Code Monkey home page Code Monkey logo

assignment-01-intro-to-geographic-queries's Introduction

Assignment 1

Due: Sept 14, 2021 by 11:59pm ET

Datasets

  • Indego Bikeshare data station status data
  • Indego Trip data
    • Q2 2020
    • Q2 2019

All data is available from Indego's Data site.

Load all three datasets into your CARTO account.

Fork this repository and fill in each of the SQL files corresponding to the questions below. Submit a pull request back to the original repository with your answers.

  1. How many bike trips in Q2 2019?

    select count(*)
    from indego_trips_2019_q2;

    Result: 206354

  2. What is the percent change in trips in Q2 2020 as compared to Q2 2019? Bonus: If you want to get fancier here, you can cast the result to a string and concatenate a '%' to the end. For example, (10 + 3.2)::text || '%' AS perc_change.

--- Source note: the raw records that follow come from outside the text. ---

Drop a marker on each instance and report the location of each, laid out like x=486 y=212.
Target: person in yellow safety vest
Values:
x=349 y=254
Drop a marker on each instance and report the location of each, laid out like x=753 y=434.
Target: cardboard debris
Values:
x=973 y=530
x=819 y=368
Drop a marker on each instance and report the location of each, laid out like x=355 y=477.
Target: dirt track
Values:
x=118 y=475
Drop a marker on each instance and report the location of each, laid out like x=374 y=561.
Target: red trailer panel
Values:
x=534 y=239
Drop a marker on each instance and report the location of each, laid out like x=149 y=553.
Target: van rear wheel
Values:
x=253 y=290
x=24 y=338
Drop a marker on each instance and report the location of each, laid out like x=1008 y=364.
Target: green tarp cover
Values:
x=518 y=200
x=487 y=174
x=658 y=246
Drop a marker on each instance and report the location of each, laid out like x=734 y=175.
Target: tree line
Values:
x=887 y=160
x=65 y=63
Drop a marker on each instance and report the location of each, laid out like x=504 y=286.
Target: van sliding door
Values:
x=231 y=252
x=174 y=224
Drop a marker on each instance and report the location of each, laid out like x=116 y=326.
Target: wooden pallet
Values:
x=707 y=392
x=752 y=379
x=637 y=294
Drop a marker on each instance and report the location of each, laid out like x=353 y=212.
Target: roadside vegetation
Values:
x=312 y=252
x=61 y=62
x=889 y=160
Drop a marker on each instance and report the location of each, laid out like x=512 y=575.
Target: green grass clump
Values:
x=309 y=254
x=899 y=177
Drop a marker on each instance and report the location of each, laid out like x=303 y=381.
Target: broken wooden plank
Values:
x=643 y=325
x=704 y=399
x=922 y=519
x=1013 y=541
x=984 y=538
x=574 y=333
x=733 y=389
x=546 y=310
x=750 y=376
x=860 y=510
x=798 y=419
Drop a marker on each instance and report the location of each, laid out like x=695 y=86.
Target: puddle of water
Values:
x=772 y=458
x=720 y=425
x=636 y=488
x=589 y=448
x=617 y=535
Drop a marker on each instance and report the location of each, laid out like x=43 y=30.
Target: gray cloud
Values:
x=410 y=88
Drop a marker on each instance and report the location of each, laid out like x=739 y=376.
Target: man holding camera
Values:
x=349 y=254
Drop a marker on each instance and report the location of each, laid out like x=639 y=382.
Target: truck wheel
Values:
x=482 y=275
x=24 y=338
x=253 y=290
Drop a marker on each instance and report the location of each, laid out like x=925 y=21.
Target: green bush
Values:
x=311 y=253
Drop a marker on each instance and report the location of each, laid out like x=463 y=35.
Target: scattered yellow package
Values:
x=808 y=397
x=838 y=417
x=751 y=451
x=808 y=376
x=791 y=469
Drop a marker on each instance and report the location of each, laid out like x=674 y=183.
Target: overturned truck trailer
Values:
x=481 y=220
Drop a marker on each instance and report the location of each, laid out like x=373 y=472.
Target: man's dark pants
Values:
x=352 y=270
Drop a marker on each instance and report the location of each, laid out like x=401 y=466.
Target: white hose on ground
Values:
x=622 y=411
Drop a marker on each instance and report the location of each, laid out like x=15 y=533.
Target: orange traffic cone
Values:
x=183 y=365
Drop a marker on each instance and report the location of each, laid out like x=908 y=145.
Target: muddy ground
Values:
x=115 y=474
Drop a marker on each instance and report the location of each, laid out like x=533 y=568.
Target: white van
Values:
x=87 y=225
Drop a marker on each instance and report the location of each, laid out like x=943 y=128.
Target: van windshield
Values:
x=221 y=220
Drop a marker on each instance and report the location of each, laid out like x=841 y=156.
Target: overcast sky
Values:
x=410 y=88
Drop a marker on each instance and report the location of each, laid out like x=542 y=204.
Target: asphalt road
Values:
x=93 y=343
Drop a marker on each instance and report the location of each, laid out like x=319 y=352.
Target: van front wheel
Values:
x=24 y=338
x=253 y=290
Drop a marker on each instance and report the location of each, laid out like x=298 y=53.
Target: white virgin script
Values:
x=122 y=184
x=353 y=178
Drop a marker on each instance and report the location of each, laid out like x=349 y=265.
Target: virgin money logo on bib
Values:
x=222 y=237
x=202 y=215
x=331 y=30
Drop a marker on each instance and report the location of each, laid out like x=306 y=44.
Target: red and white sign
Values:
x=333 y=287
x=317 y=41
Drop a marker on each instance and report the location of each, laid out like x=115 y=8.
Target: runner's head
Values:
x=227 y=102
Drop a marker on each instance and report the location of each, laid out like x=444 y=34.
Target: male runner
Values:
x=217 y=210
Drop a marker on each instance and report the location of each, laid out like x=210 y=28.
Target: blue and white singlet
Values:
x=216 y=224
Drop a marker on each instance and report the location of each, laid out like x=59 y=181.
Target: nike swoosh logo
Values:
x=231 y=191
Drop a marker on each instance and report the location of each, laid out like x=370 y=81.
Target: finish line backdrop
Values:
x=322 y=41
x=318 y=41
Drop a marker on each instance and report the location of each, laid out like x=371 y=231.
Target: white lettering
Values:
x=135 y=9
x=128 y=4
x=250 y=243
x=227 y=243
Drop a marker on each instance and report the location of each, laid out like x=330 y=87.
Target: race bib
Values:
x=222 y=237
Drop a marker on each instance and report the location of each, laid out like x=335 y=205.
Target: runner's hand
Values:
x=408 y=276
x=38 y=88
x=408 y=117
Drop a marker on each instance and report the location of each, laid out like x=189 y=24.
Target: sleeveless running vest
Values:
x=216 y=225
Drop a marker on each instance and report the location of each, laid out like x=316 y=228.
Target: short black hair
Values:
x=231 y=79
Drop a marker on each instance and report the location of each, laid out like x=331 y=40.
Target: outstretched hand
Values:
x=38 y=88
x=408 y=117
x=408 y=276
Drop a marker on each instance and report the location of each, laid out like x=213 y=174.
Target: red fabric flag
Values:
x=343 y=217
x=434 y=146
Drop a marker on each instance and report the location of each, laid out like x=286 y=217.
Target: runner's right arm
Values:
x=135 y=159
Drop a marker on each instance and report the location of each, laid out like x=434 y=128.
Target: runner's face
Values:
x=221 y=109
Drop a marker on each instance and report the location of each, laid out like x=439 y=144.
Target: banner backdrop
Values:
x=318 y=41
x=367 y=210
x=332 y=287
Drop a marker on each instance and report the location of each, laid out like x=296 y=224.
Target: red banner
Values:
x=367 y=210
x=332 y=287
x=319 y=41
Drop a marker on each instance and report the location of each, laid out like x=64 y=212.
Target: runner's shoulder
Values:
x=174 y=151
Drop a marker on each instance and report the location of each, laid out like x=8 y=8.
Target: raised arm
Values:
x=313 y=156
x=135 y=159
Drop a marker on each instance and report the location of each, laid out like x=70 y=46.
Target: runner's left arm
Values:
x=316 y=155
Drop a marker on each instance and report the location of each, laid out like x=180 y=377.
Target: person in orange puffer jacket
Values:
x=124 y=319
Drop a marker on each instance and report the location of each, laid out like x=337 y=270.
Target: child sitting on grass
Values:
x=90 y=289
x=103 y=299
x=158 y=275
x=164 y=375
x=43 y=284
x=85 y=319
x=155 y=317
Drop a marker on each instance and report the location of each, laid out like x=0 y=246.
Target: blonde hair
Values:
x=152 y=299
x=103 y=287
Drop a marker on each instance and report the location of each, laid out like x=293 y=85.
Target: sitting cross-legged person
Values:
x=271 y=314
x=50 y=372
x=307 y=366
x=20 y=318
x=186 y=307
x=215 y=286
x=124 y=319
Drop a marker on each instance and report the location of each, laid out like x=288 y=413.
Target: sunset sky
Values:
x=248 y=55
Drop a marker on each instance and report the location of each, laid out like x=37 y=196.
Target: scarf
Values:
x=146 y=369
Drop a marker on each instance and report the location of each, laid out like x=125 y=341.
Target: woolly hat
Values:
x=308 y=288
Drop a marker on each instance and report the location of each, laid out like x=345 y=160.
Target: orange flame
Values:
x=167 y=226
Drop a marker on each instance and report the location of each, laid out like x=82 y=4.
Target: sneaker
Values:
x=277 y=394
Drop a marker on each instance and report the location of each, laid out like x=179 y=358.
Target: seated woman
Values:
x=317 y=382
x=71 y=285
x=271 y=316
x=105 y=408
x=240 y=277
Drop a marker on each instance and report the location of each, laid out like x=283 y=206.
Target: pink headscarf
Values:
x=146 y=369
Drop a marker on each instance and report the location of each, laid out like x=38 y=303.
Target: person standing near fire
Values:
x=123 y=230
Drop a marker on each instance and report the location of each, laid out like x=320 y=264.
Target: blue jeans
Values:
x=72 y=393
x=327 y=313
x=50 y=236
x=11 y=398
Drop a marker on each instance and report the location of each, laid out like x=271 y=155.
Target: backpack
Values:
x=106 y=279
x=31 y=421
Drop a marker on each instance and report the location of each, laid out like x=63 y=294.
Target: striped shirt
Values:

This uses the type casting (number to string) and string concatenation operator (||, double pipes) that's essentially a + for strings.

    WITH 
        trips_2020Q2 as (
            SELECT * FROM indego_trips_2020_q2
            )
    SELECT to_char(
        (count(*) - 206354)/206354::float8 * 100, '99999.00%')
    AS perc_change
    FROM trips_2020Q2

    Result: Percent change in trips from 2019Q2 to 2020Q2 is -9.58%

  3. What is the average duration of a trip for 2019?

    WITH 
        full_time as (
            SELECT 
            CAST(EXTRACT(EPOCH FROM (end_time - start_time)) AS int) AS time_difference
            FROM indego_trips_2019_q2
        )
    SELECT 
        AVG(time_difference)/60 as avg_minutes_per_trip
    FROM full_time
    WHERE time_difference IS NOT NULL

    Result: Average Duration of 24.696 Minutes per trip in 2019 Q2

  4. What is the average duration of a trip for 2020?

    WITH 
        full_time as (
            SELECT 
        CAST(EXTRACT(EPOCH FROM end_time - start_time) AS int) AS seconds_difference
            FROM public.indego_trips_2020_q2
        )
    SELECT 
        CAST(AVG(seconds_difference)/60 AS decimal) as avg_minutes_per_trip
    FROM full_time
    WHERE seconds_difference IS NOT NULL

    Result: Average Duration of 49.781 Minutes per trip in 2020 Q2

    What do you notice about the difference in trip lengths? Give a few explanations for why there could be a difference here.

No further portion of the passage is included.